Last up: The problem is the underpants.
When my son, Andrew, was 3, I sent him to a preschool summer camp that required he be potty trained. He sort of kind of wasn’t. But they didn’t have to know that, did they? I mean, as long as he was out of diapers and wearing underpants, he (and I) met the requirement for attendance.
And it’s not like I hadn’t tried. For the six weeks leading up to the start of this camp, we had been in full-on basic boot camp underpants training. Andrew had gone commando. He had been in lockdown. He had done squats and lifts and jumps on the potty, and then, for good behavior, he had been given M&M’s in the mess hall. Andrew had been a very good little soldier, but still, he was wet.
But I was 9 months pregnant. I just needed Andrew to cooperate.
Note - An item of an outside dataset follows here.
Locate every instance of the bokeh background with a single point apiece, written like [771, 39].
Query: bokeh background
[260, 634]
On the day before I was to be induced with this second child, I got a call from Andrew’s preschool teacher. The message explained that Andrew had peed through his pants, and also through his extra pants, and also – mysteriously – through his shirt. They were able to find him some girl’s pants from the lost and found and a top from the dress up corner, and he was currently enjoying his lunch. But maybe, when I got the message, I could stop by with several more back up changes of clothing. At the classroom door, I took one look at my son and cracked up. He was wearing green cargo Capri pants that rolled at the bottom and was bare chested, with a red silk vest. With his tanned skin and shaggy hair, Andrew looked just like Aladdin.
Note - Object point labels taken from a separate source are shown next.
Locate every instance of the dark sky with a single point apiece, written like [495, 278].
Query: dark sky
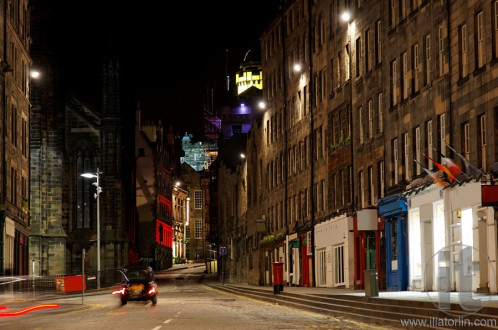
[170, 52]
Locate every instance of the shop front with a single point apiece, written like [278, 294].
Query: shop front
[334, 252]
[393, 210]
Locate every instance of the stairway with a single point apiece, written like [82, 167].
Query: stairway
[379, 311]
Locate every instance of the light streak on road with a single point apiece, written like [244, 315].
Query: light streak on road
[27, 310]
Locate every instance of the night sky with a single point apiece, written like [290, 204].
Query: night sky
[170, 53]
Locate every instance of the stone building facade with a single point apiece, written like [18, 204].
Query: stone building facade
[154, 189]
[68, 137]
[232, 211]
[14, 143]
[346, 143]
[198, 228]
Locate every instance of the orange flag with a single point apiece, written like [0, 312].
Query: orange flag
[441, 167]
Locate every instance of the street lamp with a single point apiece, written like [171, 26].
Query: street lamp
[96, 195]
[346, 17]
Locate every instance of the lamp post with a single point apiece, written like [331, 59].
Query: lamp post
[346, 17]
[96, 195]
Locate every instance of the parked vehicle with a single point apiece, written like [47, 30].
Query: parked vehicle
[138, 284]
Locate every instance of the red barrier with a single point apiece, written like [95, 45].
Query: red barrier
[68, 283]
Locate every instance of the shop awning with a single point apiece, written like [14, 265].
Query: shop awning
[392, 205]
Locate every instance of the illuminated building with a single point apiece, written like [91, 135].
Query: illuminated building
[153, 176]
[14, 141]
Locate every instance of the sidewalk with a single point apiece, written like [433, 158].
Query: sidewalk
[489, 300]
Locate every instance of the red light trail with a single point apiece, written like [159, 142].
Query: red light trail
[27, 309]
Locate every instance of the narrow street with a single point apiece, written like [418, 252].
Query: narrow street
[183, 303]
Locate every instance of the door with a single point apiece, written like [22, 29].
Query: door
[370, 251]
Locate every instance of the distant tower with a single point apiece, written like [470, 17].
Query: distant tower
[114, 238]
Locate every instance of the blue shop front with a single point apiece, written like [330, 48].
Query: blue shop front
[394, 211]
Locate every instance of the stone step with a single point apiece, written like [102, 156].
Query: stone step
[380, 311]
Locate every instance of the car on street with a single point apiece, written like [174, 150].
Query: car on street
[138, 284]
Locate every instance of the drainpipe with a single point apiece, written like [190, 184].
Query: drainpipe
[312, 144]
[3, 213]
[284, 124]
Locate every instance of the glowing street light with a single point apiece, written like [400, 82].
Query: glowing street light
[96, 195]
[346, 16]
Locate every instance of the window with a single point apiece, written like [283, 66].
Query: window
[427, 60]
[362, 190]
[322, 194]
[381, 179]
[406, 152]
[441, 50]
[482, 142]
[371, 187]
[442, 130]
[360, 124]
[343, 184]
[236, 129]
[368, 51]
[402, 9]
[378, 43]
[494, 28]
[14, 125]
[466, 140]
[339, 265]
[380, 114]
[392, 14]
[415, 68]
[358, 57]
[334, 191]
[13, 186]
[417, 149]
[350, 184]
[346, 62]
[393, 84]
[197, 199]
[322, 267]
[404, 81]
[24, 138]
[429, 141]
[198, 229]
[309, 248]
[463, 50]
[370, 119]
[268, 132]
[480, 40]
[338, 69]
[395, 160]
I took my prince of thieves home. Over snack that afternoon, we had a heart-to-heart talk about the baby that was arriving the next day and the darned potty, and all the factors that were complicating our lives. “Mommy, I know what the problem is,” Andrew said. “The problem,” he paused, “is the underpants.”
So, whenever the problem turns out to be exactly what it looks like, then your problem, my friend, is the underpants.